В некотором царстве, в некотором государстве жил да был царь, и было у него три сына: старшего звали Федором, второго Василием, а младшего Иваном.
Стар уж царь стал и здоровьем плох, и на глаза слеп.
Увидели это братья и решили в тридесятое царство отправится, царю-батюшке яблок молодильных да воды живой привезти.
Слыхали они от добрых людей, что если старику то яблоко съесть – то вмиг помолодеет, а водой тою если умыться – то и с глаз вся хворь сойдёт.
На том и порешали.
Легли спать братья, сил перед дорогой долгою набраться, и только Ивану, младшему самому, не спится.
Все чудится ему, будто голос тихий его со двора по имени зовёт.
Не выдержал Иван любопытства, встал, обул сапоги червоные и во двор вышел.
Полная луна из-за туч выглянула, двор освещает.
Осмотрелся Иван, пусто кругом. Хотел было уже назад воротиться, как тихий голос вновь его по имени кличет.
– Кто ты, сила нечистая, назовись, коль не боишься пред сыном царским, богатырем русским явиться. – кричит Иван, а рука сама к поясу тянется, саблю ищет.
– Не спеши, царевич, за саблю хвататься. Звала я тебя и братьев твоих, да никто из них не пришёл, один ты, Иван, отозвался.
Словно из ниоткуда вышла к Ивану старуха с конём вороным под уздцы.
– За то, что не испугался и в ночи на зов мой вышел, я коня тебе отдаю. Только крепко помни, Иван, что конь этот друг твой верный, храни его близко да в обиду не давай.
Сказала старуха и растворилась в ночи, будто не было её вовсе, а конь стоит, где стоял, посередь двора, на Ивана глазами разумными смотрит.
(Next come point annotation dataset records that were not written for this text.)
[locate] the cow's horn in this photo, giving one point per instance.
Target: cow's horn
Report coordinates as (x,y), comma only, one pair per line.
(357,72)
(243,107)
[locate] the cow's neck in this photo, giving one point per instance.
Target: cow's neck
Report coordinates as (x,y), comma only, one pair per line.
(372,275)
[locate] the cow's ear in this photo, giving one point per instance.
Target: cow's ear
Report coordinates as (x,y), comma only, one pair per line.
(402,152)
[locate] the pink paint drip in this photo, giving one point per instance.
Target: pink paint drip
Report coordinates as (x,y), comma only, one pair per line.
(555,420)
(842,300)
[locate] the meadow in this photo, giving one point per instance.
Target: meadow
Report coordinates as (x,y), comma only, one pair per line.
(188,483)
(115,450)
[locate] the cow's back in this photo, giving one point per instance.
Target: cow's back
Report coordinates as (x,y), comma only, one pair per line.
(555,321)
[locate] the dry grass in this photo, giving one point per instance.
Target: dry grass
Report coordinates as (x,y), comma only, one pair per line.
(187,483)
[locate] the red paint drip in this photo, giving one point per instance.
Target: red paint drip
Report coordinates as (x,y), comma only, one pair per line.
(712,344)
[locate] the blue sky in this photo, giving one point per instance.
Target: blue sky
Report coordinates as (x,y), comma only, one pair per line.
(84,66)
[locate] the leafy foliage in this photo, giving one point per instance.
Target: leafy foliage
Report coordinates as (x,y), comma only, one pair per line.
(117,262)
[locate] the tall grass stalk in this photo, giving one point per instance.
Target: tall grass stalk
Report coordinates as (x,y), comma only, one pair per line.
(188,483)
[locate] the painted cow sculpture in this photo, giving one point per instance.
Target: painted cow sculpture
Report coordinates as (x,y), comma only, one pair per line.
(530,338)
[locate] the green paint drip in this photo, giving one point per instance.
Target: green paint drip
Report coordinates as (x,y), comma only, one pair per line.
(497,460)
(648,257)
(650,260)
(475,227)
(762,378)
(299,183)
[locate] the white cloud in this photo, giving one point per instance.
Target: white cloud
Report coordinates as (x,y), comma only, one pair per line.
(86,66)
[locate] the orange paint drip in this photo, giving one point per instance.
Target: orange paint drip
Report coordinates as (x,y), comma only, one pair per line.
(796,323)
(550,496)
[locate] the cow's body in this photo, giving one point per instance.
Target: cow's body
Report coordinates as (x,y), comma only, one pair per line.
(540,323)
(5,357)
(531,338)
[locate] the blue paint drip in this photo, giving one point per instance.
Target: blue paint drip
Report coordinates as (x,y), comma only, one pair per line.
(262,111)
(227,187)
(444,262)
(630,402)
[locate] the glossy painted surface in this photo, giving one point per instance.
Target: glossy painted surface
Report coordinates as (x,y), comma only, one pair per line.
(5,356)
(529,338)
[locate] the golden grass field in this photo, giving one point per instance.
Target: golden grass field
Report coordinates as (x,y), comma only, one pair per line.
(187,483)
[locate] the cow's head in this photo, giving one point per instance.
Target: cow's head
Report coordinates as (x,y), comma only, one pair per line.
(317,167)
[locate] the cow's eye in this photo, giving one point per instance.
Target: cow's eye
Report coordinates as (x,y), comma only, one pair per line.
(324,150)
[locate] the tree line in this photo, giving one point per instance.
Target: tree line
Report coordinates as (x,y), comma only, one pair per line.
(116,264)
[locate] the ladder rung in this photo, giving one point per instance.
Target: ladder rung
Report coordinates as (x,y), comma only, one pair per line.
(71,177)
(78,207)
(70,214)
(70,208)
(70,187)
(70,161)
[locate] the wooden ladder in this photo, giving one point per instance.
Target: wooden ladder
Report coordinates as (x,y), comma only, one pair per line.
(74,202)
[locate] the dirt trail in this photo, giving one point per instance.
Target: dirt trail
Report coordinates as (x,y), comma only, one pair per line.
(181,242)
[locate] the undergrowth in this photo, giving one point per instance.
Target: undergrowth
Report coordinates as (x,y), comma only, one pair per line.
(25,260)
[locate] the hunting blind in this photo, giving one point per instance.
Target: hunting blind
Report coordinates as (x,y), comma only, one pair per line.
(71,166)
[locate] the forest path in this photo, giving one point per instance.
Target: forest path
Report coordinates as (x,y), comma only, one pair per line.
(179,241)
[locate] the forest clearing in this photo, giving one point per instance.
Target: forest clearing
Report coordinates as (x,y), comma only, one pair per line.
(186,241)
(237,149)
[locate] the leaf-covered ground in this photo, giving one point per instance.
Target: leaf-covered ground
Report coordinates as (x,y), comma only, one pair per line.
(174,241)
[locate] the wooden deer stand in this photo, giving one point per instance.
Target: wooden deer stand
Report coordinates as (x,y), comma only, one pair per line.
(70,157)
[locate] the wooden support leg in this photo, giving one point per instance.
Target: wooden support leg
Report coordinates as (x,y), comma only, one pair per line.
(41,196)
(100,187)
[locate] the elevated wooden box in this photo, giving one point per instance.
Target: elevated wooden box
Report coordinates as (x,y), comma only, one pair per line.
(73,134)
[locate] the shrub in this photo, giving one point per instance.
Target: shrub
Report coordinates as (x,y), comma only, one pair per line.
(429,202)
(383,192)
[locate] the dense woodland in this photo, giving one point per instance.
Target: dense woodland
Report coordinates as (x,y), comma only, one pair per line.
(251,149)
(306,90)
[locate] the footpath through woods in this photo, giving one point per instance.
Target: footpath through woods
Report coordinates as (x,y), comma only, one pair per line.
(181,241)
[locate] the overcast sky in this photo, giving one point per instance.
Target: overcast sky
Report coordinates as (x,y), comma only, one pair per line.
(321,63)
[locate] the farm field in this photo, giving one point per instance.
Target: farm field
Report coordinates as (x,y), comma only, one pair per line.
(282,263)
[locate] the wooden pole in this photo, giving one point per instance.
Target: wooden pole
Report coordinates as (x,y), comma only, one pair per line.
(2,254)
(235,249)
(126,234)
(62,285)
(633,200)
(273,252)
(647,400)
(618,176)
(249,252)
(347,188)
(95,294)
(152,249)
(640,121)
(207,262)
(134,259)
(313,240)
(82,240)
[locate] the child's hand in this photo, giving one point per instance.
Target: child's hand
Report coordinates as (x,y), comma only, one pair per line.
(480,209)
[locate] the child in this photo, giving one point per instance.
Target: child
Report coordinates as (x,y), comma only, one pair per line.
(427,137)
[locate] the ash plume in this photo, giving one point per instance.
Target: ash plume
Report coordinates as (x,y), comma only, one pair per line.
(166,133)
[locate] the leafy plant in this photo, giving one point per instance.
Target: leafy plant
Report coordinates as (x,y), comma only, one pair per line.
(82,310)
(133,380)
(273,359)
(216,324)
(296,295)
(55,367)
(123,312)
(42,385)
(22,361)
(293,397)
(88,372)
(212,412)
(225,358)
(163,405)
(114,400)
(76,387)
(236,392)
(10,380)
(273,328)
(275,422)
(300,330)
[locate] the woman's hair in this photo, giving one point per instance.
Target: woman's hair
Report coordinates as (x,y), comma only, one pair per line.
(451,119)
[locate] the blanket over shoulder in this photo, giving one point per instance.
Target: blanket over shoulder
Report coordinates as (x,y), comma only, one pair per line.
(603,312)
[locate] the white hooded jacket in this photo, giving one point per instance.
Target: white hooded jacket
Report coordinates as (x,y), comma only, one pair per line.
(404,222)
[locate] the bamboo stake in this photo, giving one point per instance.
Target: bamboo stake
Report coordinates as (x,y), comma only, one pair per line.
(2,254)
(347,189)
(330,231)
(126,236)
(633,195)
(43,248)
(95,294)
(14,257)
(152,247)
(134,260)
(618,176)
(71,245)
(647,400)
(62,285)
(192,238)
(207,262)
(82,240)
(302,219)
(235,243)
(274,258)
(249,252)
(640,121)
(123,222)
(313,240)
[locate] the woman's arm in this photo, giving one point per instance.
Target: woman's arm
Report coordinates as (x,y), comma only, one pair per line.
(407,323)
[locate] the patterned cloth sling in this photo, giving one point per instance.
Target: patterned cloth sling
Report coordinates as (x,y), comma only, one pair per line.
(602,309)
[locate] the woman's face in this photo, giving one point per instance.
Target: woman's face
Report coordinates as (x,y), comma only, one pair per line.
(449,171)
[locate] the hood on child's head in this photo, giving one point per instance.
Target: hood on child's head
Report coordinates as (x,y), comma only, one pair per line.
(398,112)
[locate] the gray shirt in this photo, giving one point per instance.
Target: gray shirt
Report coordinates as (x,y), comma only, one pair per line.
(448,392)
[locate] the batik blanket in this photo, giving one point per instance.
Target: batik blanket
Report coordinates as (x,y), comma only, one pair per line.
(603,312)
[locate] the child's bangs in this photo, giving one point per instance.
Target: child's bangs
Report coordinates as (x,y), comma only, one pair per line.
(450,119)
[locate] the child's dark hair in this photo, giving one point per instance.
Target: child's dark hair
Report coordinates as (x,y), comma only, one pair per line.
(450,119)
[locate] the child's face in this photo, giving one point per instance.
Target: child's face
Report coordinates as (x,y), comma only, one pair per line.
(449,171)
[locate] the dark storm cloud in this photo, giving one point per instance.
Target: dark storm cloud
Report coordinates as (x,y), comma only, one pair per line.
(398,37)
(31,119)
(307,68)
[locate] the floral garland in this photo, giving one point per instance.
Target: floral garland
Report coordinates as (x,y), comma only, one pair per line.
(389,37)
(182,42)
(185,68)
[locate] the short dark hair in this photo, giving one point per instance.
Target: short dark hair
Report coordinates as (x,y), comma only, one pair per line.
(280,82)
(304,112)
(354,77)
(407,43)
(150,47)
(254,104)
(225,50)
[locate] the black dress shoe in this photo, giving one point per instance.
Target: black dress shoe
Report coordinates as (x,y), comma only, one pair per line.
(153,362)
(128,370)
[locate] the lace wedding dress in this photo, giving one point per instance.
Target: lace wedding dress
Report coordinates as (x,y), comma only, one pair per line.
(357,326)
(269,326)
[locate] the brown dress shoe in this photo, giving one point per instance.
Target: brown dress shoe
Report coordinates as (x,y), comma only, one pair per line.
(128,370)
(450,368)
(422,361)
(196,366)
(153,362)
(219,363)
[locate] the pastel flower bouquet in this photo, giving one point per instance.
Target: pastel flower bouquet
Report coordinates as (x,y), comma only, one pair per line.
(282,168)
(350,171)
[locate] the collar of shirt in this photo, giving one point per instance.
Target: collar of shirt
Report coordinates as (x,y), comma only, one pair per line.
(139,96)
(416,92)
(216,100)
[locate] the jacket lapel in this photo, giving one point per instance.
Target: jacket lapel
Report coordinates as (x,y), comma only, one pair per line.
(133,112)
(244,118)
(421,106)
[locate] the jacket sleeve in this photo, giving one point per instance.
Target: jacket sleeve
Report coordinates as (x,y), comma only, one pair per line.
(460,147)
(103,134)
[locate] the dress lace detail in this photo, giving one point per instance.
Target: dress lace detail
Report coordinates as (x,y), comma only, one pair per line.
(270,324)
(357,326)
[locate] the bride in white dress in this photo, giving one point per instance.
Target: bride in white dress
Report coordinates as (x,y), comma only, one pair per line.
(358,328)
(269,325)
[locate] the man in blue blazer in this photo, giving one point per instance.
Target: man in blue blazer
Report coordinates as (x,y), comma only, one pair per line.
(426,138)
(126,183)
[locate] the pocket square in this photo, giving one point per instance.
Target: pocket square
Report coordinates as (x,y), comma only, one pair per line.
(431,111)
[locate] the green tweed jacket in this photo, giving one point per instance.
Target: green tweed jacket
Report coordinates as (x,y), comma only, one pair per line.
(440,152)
И кажется Ивану, что конь тот, как человек все понимает.
Осторожно, чтобы не спугнуть, подошёл Иван к коню, взял под уздцы и повёл к конюшням царским.
Наказав сонному конюху коня накормить и напоить досыта, воротился Иван в опочивальню к братьям и со спокойной душою уснул.
По утру стали братья в путь-дорогу собираться.
Вышли на конюший двор, выбирают себе коня, уздают узду неузданную, седлают седельце неезженное, берут плетку нехлестанную и только Иван стоит, с конём вороным разговаривает.
– Уж не серчай, друг мой верный, коли правда друг мне. Позволь обуздать тебя уздою неузданною, да оседлать седельцем неезженным, а плетку нехлестанную я дома оставлю. Негоже друзей по бокам хлестать.
Конь смотрел на Ивана, ни слова не молвил, но во взгляде том Иван увидал согласие и обуздал коня уздою неузданной, а плетку нехлестанную, как и обещал, дома оставил.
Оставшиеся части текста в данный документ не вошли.